No business owner wants to consider what might happen if their business begins to fail, but having a contingency plan in place is a wise move for even the most buoyant, successful business. Should the worst happen, it’s all too easy to lose focus. Having a clear and effective vision when the going gets tough can help turn a business around and avoid all but the most essential measures.

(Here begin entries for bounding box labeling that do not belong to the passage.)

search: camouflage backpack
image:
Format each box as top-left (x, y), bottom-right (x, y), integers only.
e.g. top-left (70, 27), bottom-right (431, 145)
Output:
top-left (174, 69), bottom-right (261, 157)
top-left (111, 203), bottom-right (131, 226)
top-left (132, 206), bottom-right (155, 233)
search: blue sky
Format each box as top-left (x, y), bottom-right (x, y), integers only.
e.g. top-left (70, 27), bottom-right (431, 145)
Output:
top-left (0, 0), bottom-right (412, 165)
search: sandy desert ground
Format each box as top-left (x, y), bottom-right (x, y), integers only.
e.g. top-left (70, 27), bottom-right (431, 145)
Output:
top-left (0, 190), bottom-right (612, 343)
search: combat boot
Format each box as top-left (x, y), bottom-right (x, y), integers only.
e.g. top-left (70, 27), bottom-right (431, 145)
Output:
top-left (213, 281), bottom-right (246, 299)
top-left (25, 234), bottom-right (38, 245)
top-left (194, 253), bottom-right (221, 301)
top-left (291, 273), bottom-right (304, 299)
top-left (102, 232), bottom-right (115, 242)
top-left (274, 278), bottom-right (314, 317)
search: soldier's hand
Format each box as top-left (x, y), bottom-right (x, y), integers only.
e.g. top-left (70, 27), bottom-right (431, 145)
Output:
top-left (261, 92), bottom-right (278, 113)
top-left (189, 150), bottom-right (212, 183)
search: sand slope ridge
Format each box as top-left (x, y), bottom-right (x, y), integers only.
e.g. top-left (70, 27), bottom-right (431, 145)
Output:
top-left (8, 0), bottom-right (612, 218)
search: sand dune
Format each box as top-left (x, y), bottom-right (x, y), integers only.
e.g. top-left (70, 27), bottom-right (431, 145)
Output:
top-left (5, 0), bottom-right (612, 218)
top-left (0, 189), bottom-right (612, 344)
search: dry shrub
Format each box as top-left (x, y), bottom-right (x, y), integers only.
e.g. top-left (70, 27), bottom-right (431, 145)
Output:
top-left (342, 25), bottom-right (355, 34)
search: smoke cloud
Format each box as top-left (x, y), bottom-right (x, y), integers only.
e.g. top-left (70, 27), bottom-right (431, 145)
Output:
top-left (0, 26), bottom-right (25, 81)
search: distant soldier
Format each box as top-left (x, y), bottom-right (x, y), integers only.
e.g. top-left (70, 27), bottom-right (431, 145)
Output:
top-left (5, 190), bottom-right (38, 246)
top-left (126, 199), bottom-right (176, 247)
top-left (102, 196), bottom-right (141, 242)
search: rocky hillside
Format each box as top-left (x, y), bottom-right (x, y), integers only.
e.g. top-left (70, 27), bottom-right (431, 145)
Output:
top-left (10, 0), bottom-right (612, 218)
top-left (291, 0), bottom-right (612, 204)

Though no situation is ever the same between businesses, keeping a few basic principles in mind can be the difference between bringing about positive changes and exacerbating the problem:
Timing is crucial when dealing with businesses in distress. You need to act quickly and decisively to avoid insolvency or bankruptcy. A business only runs out of cash once. Recognition of early warning signs that your business is in trouble will ensure you get the help you need to save your business.
Cash is king
The ability to generate cash is the most important key to business success. Without strong, positive cash flow a business will never thrive and grow. While it may be normal to experience fluctuations, you need to be able to balance the high and low cash flow seasons. If you are unable to convert accounts receivable and inventory to cash, check the credit terms you are granting for your accounts receivable and check the quality of products being delivered to you. You must be able to convert these promptly to cash as this can also affect your cash flow.
Take step back
Many businesses are unable to take a step back and analyse its operations. Directors, managers and heads of businesses are often too close to the day-to-day processes to see the bigger picture. Take time to place yourself in different areas of the business and observe where problem areas lie. This will also aid you in identifying your business’ core strengths and areas that could be key to bringing about a recovery.
Have a plan
There is no easy fix for a business in trouble but a lack of direction and purpose can exacerbate the situation even further. Every business needs a plan of action which is agreed upon by as many stakeholders as possible. Honest assessments of where the business’ strengths and weaknesses lie allows for a clear vision for the future.
Focus on core operations
In the midst of serious difficulties and when debt problems are beginning to spiral out of control, a business has to be streamlined and refocus on its core business.
This might mean liquidating parts of the business to raise funds. This could be property, vehicles, tools, inventory or anything else.
As difficult as it may be, it is often vital for a business in trouble to make redundancies and let go any members of staff who are not essential to the way the core of the business operates. At the same time, find and keep talented people who will make positive changes to the key operations.
Similarly, review all relationships with suppliers. End the relationships with ones who do not make crucial contributions to your business.
Find other ways to raise finance
You can raise cash by refinancing assets, securing short-term loans or selling invoices through factoring or discounting processes. Any such action should of course only be taken after careful consideration, but if cash flow troubles are promising to shut the doors of your business for good then alternative finance options can help them regain some essential momentum.
Prevention is better than cure
Put in place processes to identify any issues well before they have an opportunity to snowball into something far bigger and more dangerous. Make sure you have your long and short term business plans and goals in place. Don’t wait for things to improve as if by magic. It’s not a solid business strategy whatever business you’re in and can prove to be very dangerous.
Regardless of how bleak the situation might appear, recognise that you are far from being the only company head ever to face the kind of financial difficulties you’re dealing with. In fact, making positive steps to address inherent flaws in the business is an opportunity to find new focus and rebuild upon more solid foundations. If correct measures are taken, a business in distress can become a leaner, healthier and more profitable entity with potential to far outgrow its previous guise.
If all else fails
Sometimes, businesses do face formal insolvency proceedings and these are far better managed if professional help is sought at the earliest opportunity. It is possible to restructure and save some, if not all of a business. If a business cannot be saved, there can be lots of options to successfully manage its closing and ensure the best possible outcome for business owner, managers, employees and creditors alike.
Nicola Whittle is a commercial law solicitor and associate at Stephensons.